In computer vision the term “image segmentation” or simply “segmentation” refers to dividing the image into groups of pixels based on some criteria.
A segmentation algorithm takes an image as input and outputs a collection of regions (or segments) which can be represented as
- A collection of contours as shown in Figure 1.
- A mask (either grayscale or color ) where each segment is assigned a unique grayscale value or color to identify it. An example is shown in Figure 2.
The problem of image segmentation has been approached in a million different ways. Sometimes, it is posed as a graph partitioning problem. At other times it is posed as an energy minimization problem in a variational framework, and still other times it is formulated as a solution to a partial differential equations. If the last few lines felt like mumbo-jumbo to you, do not worry. Those are the only few lines in this post that sound like that!
In this post, we will not go into specific techniques. We will focus on a few basic definitions in image segmentation that can be a bit confusing for beginners.
What are superpixels?
When we group pixels based on color, texture, or other low level primitives, we call these perceptual groups superpixels — a term popularized by Ren and Malik (2003).
The output of a superpixel algorithm is shown using an animation in Figure 1. Notice the segmentation algorithm is simply grouping pixels of similar color and texture. It is not attempting to group parts of the same object together.

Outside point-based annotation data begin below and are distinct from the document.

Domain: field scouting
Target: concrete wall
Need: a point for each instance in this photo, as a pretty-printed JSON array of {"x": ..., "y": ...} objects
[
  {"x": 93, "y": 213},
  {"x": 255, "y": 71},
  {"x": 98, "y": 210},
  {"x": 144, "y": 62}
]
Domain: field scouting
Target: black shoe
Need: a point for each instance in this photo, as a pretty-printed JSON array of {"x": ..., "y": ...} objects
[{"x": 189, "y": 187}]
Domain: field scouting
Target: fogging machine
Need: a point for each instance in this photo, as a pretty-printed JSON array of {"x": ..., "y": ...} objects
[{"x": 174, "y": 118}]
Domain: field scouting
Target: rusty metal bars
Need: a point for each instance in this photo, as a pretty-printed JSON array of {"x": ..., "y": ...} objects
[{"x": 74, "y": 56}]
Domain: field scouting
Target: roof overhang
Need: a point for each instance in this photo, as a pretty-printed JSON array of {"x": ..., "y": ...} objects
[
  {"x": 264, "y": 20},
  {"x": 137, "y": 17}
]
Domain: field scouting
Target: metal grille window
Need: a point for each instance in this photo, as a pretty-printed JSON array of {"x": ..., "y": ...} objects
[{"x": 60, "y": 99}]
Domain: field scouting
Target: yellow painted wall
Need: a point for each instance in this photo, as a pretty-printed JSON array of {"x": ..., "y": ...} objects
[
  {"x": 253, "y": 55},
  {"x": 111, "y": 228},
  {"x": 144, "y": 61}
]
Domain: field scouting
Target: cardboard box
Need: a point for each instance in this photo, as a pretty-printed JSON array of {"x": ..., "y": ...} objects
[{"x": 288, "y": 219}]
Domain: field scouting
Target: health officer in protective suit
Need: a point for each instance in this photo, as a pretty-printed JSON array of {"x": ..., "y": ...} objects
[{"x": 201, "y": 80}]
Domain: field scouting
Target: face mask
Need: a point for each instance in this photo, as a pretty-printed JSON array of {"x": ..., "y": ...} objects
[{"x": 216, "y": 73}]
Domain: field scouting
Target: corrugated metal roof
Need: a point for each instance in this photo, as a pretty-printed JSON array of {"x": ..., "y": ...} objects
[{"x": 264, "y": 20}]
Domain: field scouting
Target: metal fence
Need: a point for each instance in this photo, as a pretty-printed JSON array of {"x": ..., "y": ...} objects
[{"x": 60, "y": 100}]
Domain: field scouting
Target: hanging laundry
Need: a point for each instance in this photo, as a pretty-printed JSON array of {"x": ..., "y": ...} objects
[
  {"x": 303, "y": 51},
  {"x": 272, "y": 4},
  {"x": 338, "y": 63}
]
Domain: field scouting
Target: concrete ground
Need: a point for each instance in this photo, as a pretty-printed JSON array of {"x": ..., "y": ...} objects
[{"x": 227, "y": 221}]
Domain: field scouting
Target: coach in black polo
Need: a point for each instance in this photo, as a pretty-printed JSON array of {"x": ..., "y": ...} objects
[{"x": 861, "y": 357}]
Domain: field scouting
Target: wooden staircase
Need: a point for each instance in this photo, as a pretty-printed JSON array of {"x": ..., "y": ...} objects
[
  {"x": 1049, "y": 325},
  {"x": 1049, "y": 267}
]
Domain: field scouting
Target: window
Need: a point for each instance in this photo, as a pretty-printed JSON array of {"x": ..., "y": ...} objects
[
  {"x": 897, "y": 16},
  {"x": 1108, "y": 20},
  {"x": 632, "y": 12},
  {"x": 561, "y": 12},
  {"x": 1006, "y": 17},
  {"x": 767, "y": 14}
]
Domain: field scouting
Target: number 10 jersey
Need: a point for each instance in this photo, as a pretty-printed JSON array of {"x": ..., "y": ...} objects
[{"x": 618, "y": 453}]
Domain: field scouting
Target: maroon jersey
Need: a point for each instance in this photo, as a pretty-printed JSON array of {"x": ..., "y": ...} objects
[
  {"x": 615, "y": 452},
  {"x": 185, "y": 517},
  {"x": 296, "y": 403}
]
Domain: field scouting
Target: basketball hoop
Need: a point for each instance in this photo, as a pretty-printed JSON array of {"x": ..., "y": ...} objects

What is Semantic Segmentation?
In Semantic Segmentation the goal is to assign a label (car, building, person, road, sidewalk, sky, trees etc.) to every pixel in the image.
Figure 2 shows the result of Semantic Segmentation. The people in the mask are represented using red pixels, the grass is colored light green, the trees are coded dark green and the sky is coded blue.
We can say which pixels belong to the class “person” by simply checking if the mask color is red at that pixel, but we cannot say if two red colored mask pixels belong to the same person or to different ones.
What is Instance Segmentation?
Instance Segmentation is a concept closely related to Object Detection. However, unlike Object Detection the output is a mask (or contour) containing the object instead of a bounding box. Unlike Semantic Segmentation, we do not label every pixel in the image; we are interested only in finding the boundaries of specific objects.
Figure 3 shows an example output of an Instance Segmentation algorithm called Mask R-CNN that we have covered in this post. We see the mask for every person is colored differently so we can tell them apart. However, not every pixel has a class label associated with it.
What is Panoptic Segmentation?
Panoptic segmentation is the combination of Semantic segmentation and Instance Segmentation. Every pixel is assigned a class (e.g. person), but if there are multiple instances of a class, we know which pixel belongs to which instance of the class.
You can see an example in Figure 4. Every pixel has a distinct color-coded label. For example, the sky is coded blue, the trees are coded dark green, the grass is coded light green, and people are colored different shares of yellow, red and purple. The colors yellow and red both point to the same class — person — but to different instances of the same class. We can tell different people apart by looking at the mask color.